Ele enfatiza a importância de expandir a formação de geriatras e sensibilizar outros profissionais de saúde sobre os princípios do cuidado geriátrico.

Desafios e Cuidados na Geriatria

A formação de geriatras e a crescente necessidade desses profissionais refletem uma mudança no perfil da população. Doenças crônicas, como hipertensão, diabetes, osteoporose, demências e cardiopatias, tornam-se mais comuns com o envelhecimento e requerem acompanhamento contínuo.

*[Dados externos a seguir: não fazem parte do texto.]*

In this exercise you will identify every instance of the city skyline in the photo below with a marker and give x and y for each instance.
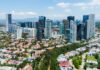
(49, 8)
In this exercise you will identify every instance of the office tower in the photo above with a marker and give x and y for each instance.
(48, 30)
(8, 22)
(71, 31)
(70, 18)
(31, 32)
(26, 24)
(41, 28)
(80, 30)
(19, 33)
(65, 27)
(89, 26)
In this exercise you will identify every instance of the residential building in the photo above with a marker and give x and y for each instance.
(40, 26)
(48, 30)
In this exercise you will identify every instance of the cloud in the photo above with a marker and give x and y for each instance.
(50, 8)
(63, 5)
(21, 14)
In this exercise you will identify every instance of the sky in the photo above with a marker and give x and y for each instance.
(49, 8)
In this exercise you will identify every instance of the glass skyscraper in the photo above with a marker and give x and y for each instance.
(89, 26)
(48, 30)
(8, 22)
(40, 26)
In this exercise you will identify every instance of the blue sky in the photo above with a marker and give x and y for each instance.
(49, 8)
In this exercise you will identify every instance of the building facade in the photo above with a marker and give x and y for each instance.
(48, 30)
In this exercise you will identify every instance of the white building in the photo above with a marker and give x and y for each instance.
(48, 30)
(30, 31)
(91, 26)
(73, 31)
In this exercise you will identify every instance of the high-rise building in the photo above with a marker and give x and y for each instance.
(8, 22)
(65, 27)
(72, 29)
(41, 28)
(80, 30)
(19, 33)
(48, 30)
(89, 26)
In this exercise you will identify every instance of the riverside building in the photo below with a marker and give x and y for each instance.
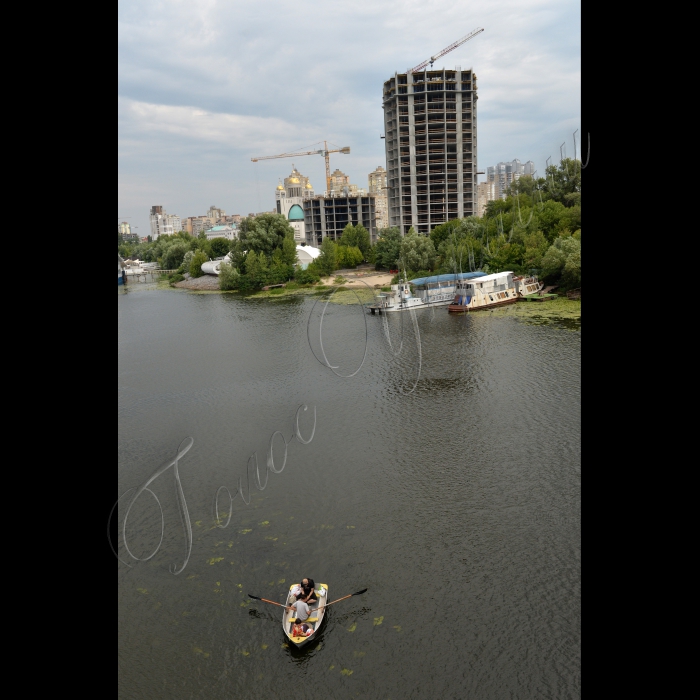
(377, 187)
(329, 215)
(289, 201)
(430, 142)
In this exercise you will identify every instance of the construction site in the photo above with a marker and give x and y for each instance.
(430, 132)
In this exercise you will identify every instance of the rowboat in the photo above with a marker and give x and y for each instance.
(318, 612)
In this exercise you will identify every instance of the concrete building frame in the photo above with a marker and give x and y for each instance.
(431, 144)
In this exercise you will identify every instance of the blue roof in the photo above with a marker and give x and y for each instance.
(447, 278)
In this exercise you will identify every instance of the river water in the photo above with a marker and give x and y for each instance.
(444, 477)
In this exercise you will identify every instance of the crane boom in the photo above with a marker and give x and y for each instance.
(451, 47)
(323, 152)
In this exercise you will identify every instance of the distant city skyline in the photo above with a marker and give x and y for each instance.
(193, 112)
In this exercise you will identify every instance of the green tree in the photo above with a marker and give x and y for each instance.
(174, 255)
(417, 252)
(229, 277)
(264, 233)
(388, 247)
(327, 262)
(348, 256)
(289, 250)
(196, 264)
(219, 247)
(557, 256)
(356, 236)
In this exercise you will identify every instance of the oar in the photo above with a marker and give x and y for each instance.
(265, 600)
(344, 597)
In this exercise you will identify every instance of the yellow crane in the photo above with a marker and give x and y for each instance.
(322, 152)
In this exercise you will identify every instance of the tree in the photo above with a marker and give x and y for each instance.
(219, 247)
(196, 264)
(348, 256)
(289, 250)
(356, 236)
(327, 262)
(563, 250)
(174, 255)
(229, 277)
(264, 233)
(388, 247)
(417, 252)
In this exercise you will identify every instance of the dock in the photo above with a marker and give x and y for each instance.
(538, 296)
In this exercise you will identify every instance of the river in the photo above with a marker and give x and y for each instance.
(444, 477)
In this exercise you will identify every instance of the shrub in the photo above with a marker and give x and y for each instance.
(196, 264)
(308, 276)
(172, 259)
(229, 277)
(348, 256)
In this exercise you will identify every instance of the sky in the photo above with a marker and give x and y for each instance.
(205, 85)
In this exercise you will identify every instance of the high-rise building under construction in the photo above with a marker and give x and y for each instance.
(430, 130)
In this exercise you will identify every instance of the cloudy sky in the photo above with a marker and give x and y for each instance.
(204, 85)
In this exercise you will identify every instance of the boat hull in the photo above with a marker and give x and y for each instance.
(318, 612)
(460, 308)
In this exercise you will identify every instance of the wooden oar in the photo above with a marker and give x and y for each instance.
(344, 597)
(265, 600)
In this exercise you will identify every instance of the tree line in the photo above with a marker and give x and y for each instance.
(535, 230)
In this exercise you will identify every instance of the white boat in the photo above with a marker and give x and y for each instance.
(318, 612)
(525, 286)
(438, 290)
(485, 292)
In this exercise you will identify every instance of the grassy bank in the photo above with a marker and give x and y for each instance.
(562, 312)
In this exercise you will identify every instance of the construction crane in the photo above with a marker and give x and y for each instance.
(323, 152)
(451, 47)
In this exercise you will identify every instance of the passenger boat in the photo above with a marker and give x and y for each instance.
(315, 618)
(524, 286)
(485, 292)
(437, 290)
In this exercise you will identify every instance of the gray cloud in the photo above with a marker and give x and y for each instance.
(205, 85)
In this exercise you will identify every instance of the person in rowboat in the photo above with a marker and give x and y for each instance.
(302, 609)
(307, 594)
(301, 630)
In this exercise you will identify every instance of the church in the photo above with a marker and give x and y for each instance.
(290, 201)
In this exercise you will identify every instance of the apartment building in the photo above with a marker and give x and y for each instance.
(431, 147)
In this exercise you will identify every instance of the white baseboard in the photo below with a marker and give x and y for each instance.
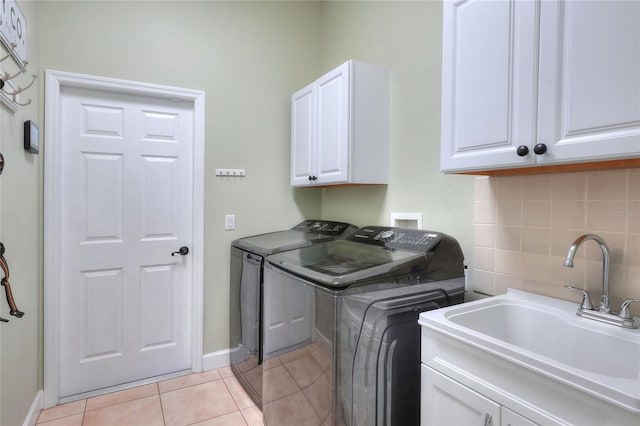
(218, 359)
(210, 361)
(34, 411)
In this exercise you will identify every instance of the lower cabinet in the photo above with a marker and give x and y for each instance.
(447, 402)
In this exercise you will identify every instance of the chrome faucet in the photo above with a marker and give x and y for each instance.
(604, 300)
(603, 314)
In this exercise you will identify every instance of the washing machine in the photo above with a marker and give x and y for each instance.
(245, 310)
(341, 342)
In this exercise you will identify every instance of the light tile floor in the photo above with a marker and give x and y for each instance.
(212, 398)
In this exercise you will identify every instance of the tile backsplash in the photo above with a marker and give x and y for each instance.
(524, 225)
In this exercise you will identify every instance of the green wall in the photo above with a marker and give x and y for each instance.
(20, 224)
(406, 38)
(248, 57)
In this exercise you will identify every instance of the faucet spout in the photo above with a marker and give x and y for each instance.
(604, 301)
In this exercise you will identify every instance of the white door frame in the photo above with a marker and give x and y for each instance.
(55, 82)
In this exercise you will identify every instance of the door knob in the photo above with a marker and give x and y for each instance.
(184, 250)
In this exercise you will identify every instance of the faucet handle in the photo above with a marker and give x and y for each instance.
(586, 299)
(625, 313)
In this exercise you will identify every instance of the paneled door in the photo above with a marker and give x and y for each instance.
(126, 227)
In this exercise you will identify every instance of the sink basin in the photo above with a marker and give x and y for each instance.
(546, 335)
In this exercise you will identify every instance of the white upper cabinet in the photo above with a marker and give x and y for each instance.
(530, 83)
(340, 128)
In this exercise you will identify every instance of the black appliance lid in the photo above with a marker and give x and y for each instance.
(339, 258)
(303, 234)
(370, 253)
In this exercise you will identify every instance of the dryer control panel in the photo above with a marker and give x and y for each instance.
(323, 227)
(397, 238)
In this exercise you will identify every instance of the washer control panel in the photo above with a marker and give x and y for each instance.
(323, 227)
(398, 238)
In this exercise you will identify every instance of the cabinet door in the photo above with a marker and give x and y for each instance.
(302, 136)
(488, 84)
(589, 80)
(510, 418)
(447, 402)
(332, 150)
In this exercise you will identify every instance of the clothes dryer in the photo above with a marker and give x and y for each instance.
(245, 310)
(341, 341)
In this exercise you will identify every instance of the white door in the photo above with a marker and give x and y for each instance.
(488, 84)
(447, 402)
(333, 92)
(125, 203)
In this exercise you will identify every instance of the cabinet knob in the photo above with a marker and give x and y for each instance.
(540, 148)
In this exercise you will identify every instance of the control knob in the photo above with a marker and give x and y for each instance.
(387, 235)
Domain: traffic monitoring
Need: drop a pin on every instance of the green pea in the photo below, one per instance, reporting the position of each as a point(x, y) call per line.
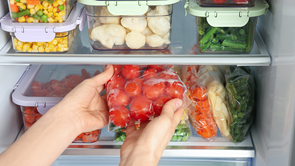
point(61, 7)
point(39, 12)
point(44, 18)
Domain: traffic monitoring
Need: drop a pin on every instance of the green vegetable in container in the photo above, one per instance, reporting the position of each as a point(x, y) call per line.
point(240, 91)
point(20, 14)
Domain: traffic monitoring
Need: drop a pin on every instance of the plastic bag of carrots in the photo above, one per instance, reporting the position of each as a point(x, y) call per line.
point(199, 111)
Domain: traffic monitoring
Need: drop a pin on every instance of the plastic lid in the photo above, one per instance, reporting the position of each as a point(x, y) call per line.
point(227, 16)
point(50, 78)
point(44, 32)
point(128, 7)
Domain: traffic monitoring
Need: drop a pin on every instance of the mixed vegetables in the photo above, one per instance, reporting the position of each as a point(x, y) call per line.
point(240, 90)
point(225, 40)
point(40, 11)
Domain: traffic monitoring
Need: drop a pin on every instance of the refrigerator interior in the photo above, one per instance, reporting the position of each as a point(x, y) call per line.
point(272, 134)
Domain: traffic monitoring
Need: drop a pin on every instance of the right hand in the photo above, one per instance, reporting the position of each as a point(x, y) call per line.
point(145, 146)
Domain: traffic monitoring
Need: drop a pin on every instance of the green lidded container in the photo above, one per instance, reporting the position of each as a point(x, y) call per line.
point(129, 25)
point(226, 29)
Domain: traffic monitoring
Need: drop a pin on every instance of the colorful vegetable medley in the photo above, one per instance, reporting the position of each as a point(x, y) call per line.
point(39, 11)
point(231, 39)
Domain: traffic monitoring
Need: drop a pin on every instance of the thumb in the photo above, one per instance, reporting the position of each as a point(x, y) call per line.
point(170, 109)
point(103, 77)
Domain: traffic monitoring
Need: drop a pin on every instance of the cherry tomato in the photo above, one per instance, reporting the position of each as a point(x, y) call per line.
point(219, 1)
point(120, 116)
point(241, 2)
point(150, 73)
point(116, 82)
point(175, 89)
point(153, 89)
point(117, 69)
point(130, 71)
point(141, 108)
point(168, 74)
point(133, 88)
point(159, 103)
point(160, 67)
point(117, 97)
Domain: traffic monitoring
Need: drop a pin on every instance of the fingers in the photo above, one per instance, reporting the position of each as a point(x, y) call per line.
point(103, 77)
point(170, 110)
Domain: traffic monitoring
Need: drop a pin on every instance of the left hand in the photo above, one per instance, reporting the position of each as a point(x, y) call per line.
point(84, 106)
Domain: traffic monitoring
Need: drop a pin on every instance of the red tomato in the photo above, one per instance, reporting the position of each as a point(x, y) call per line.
point(219, 1)
point(160, 67)
point(133, 88)
point(116, 82)
point(141, 108)
point(130, 71)
point(150, 73)
point(241, 2)
point(153, 88)
point(120, 116)
point(159, 103)
point(168, 74)
point(175, 89)
point(117, 69)
point(118, 97)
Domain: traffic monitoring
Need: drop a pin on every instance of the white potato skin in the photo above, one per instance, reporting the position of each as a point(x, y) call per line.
point(135, 40)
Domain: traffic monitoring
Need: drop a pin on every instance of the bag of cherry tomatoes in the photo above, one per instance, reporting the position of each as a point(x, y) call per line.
point(199, 111)
point(138, 92)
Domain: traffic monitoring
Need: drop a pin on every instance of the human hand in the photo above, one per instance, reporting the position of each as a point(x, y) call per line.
point(145, 146)
point(84, 106)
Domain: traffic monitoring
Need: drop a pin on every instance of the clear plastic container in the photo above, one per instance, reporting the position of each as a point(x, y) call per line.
point(226, 3)
point(44, 86)
point(225, 39)
point(40, 11)
point(61, 43)
point(31, 115)
point(114, 32)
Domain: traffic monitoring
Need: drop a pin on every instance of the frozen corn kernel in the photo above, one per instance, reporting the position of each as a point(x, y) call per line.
point(60, 49)
point(30, 6)
point(18, 48)
point(55, 4)
point(50, 14)
point(35, 47)
point(20, 43)
point(41, 49)
point(47, 49)
point(30, 19)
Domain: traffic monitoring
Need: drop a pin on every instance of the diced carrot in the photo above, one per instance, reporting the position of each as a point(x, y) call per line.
point(14, 8)
point(33, 2)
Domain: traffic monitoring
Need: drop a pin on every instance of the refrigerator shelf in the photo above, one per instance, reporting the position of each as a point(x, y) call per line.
point(180, 51)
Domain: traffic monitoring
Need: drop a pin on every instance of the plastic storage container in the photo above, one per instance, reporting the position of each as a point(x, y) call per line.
point(129, 25)
point(40, 11)
point(43, 86)
point(225, 39)
point(47, 38)
point(226, 3)
point(226, 30)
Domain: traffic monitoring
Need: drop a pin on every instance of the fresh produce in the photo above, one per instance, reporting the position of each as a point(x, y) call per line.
point(40, 11)
point(139, 92)
point(225, 40)
point(200, 113)
point(61, 43)
point(240, 90)
point(213, 79)
point(136, 32)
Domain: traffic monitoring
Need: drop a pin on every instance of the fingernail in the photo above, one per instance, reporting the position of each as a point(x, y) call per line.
point(178, 103)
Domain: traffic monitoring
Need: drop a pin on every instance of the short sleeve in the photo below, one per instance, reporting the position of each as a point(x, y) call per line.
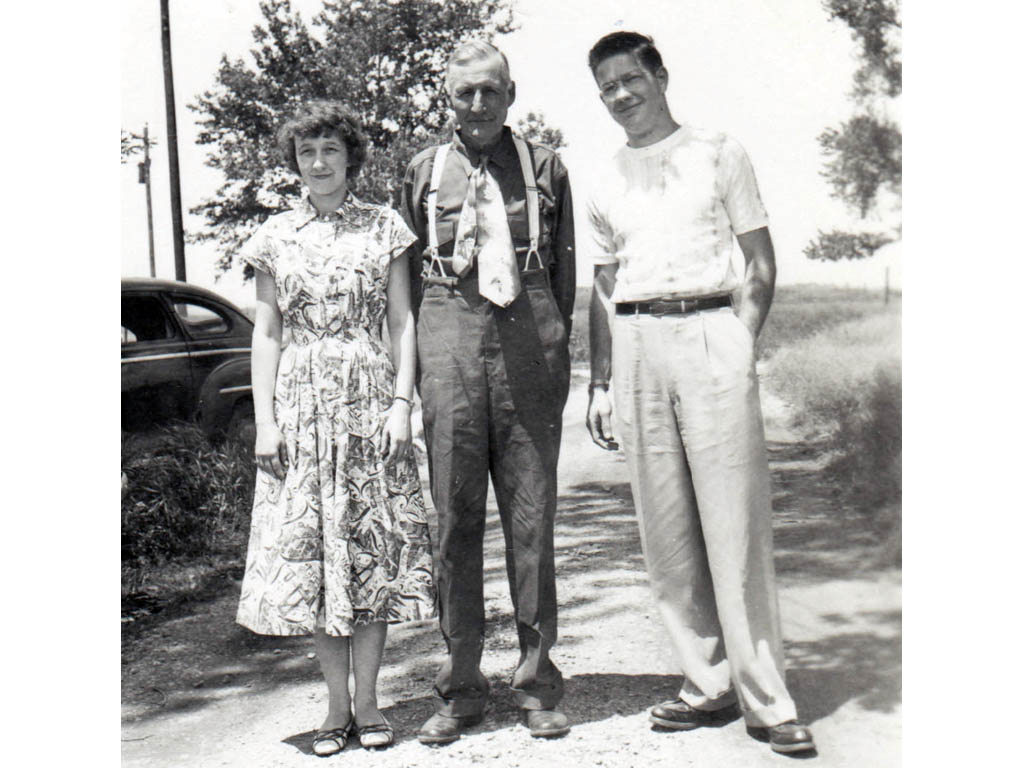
point(259, 250)
point(739, 189)
point(601, 244)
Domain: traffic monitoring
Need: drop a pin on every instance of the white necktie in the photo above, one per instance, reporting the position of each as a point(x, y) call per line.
point(482, 235)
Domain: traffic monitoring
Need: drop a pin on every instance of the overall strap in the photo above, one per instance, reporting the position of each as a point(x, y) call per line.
point(532, 205)
point(435, 181)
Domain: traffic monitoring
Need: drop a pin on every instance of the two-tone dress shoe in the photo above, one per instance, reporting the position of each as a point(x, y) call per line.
point(547, 723)
point(443, 729)
point(681, 717)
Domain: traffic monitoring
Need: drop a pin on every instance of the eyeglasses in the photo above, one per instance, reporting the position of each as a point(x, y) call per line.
point(631, 81)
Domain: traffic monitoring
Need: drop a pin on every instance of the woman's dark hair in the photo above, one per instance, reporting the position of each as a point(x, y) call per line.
point(315, 119)
point(639, 45)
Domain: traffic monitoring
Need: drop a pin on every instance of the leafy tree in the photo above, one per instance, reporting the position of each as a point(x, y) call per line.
point(535, 129)
point(132, 143)
point(864, 165)
point(385, 58)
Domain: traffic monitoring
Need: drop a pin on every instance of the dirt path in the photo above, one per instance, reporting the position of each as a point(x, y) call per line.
point(198, 690)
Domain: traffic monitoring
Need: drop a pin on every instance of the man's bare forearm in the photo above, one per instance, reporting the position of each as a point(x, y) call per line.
point(759, 279)
point(600, 330)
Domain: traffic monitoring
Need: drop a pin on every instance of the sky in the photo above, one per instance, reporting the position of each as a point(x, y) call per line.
point(771, 73)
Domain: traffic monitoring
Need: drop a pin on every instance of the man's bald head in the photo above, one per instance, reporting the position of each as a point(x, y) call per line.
point(475, 51)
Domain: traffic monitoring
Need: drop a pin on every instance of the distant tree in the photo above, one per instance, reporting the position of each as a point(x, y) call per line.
point(385, 58)
point(132, 143)
point(864, 165)
point(535, 129)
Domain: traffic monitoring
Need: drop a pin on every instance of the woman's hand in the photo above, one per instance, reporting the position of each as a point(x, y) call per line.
point(271, 455)
point(397, 432)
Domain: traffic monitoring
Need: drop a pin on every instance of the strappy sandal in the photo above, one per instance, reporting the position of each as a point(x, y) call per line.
point(339, 737)
point(381, 735)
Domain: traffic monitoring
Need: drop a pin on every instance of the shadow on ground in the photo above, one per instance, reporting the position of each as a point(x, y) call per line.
point(586, 701)
point(192, 653)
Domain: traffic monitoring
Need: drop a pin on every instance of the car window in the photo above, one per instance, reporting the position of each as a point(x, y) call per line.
point(201, 320)
point(143, 318)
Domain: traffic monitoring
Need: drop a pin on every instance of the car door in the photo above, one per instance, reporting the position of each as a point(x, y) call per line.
point(156, 374)
point(220, 346)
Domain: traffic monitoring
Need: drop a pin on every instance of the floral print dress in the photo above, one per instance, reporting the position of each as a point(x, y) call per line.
point(342, 540)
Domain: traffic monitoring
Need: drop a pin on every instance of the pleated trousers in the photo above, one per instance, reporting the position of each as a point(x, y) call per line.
point(689, 420)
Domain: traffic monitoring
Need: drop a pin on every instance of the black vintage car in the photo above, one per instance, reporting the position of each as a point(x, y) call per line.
point(184, 354)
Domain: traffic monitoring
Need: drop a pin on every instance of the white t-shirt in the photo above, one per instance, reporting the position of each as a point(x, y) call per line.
point(667, 214)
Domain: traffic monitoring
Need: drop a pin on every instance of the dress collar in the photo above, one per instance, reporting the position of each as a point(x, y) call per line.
point(503, 154)
point(305, 211)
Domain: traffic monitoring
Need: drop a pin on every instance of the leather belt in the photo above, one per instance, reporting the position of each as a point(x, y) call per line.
point(680, 306)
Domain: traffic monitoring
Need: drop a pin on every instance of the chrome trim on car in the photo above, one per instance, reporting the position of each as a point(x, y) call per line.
point(240, 388)
point(205, 352)
point(171, 355)
point(148, 357)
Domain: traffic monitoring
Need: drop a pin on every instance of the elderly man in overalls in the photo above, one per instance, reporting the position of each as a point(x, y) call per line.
point(493, 292)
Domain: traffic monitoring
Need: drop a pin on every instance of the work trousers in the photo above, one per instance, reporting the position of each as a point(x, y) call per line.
point(689, 418)
point(494, 382)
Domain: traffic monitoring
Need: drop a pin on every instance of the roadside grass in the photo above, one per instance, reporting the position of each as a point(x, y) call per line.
point(845, 382)
point(797, 311)
point(186, 502)
point(834, 353)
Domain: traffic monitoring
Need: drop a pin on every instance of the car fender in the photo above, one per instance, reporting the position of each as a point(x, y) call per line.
point(226, 385)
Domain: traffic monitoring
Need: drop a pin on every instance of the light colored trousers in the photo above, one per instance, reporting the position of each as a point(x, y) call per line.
point(689, 418)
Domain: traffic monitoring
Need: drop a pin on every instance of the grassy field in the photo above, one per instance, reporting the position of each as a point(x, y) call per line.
point(798, 311)
point(833, 353)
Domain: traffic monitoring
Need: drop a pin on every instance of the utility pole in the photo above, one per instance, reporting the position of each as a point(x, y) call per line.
point(172, 144)
point(143, 178)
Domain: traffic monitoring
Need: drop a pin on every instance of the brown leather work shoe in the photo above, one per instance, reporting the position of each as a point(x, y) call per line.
point(547, 723)
point(791, 736)
point(441, 729)
point(681, 717)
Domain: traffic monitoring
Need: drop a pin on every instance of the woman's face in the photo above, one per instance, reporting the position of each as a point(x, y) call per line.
point(323, 164)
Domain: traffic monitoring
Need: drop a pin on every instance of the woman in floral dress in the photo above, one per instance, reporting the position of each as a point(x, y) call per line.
point(339, 545)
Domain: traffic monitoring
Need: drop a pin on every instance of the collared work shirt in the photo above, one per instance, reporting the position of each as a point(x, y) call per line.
point(667, 215)
point(557, 238)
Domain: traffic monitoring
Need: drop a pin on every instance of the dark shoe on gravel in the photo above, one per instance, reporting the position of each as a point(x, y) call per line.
point(547, 723)
point(681, 717)
point(442, 729)
point(331, 741)
point(791, 736)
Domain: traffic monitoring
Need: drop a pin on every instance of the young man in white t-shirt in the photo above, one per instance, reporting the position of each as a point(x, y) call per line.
point(682, 363)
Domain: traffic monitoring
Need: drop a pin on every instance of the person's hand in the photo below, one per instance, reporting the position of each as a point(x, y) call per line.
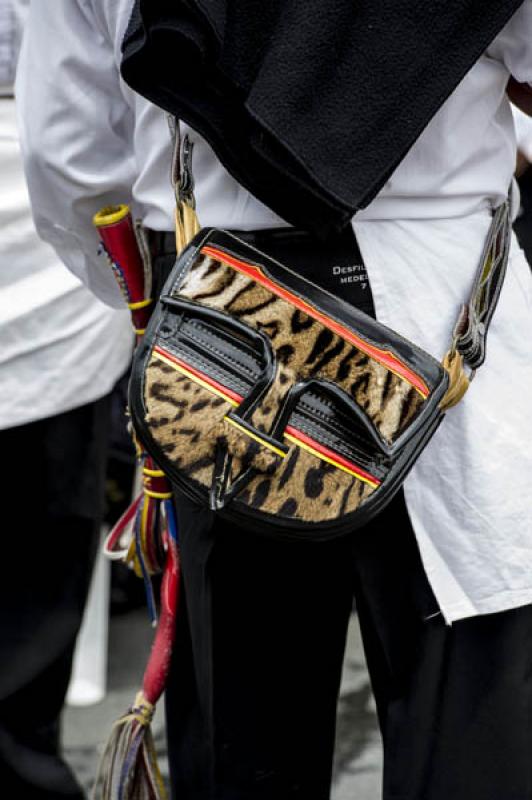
point(521, 95)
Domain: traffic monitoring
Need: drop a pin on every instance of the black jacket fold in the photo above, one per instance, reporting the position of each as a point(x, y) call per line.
point(310, 104)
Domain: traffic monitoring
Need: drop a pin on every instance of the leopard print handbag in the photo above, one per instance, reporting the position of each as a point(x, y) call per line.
point(274, 401)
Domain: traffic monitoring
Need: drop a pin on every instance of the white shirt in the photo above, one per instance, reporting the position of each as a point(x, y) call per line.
point(61, 347)
point(468, 496)
point(523, 130)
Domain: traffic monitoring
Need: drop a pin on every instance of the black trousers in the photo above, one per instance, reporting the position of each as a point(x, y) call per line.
point(252, 697)
point(52, 492)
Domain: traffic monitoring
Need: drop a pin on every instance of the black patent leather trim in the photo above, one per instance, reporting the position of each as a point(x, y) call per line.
point(417, 359)
point(402, 455)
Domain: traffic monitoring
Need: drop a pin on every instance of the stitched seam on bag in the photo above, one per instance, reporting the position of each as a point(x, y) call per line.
point(339, 448)
point(343, 429)
point(207, 365)
point(208, 346)
point(196, 323)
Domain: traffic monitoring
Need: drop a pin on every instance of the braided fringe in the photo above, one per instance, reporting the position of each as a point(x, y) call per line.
point(128, 769)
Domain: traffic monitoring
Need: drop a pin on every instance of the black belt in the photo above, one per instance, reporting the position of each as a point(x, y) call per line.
point(162, 243)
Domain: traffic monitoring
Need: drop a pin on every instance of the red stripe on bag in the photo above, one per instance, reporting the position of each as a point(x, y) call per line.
point(384, 357)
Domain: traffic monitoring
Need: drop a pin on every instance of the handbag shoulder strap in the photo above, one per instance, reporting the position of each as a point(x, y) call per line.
point(468, 347)
point(187, 224)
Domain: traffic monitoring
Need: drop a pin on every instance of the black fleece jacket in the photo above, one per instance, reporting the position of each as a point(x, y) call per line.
point(310, 104)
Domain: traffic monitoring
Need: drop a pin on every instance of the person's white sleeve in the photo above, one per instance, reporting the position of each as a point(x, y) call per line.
point(76, 134)
point(523, 131)
point(513, 46)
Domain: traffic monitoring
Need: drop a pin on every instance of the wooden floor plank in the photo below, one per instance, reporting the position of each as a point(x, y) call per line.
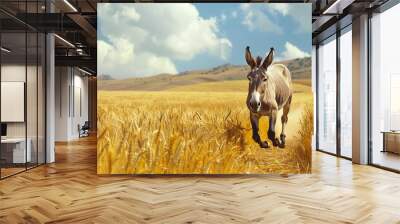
point(70, 191)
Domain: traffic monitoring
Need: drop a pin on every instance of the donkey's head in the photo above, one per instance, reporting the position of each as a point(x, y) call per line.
point(258, 79)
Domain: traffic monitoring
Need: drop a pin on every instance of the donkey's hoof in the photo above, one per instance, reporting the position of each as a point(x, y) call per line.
point(264, 144)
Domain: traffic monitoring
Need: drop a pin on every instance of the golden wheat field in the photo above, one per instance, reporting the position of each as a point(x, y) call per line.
point(197, 129)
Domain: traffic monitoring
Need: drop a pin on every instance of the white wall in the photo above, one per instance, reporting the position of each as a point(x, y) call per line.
point(70, 83)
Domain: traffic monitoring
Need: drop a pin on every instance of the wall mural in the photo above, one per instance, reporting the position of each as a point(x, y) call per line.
point(204, 88)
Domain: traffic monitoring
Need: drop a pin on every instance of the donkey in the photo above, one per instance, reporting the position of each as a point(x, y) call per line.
point(270, 90)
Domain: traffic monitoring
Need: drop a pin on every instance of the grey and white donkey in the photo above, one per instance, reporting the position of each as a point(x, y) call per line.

Cintra explica que o geriatra não apenas se especializa no cuidado do idoso, mas também realiza prevenção, diagnóstico, tratamento e gerenciamento de múltiplas condições clínicas.

O objetivo do geriatra é manter a autonomia, funcionalidade e qualidade de vida dos pacientes, respeitando as singularidades e prioridades de cada um. O acompanhamento se estende por todas as fases do envelhecimento, desde os primeiros sinais da transição para a velhice até momentos de maior fragilidade, incluindo cuidados paliativos e apoio à pessoa idosa e sua família.

Cintra recomenda que o atendimento com um geriatra seja buscado o quanto antes, pois pessoas mais jovens com doenças crônicas complexas ou que desejam se preparar para um envelhecimento saudável também podem se beneficiar da avaliação geriátrica.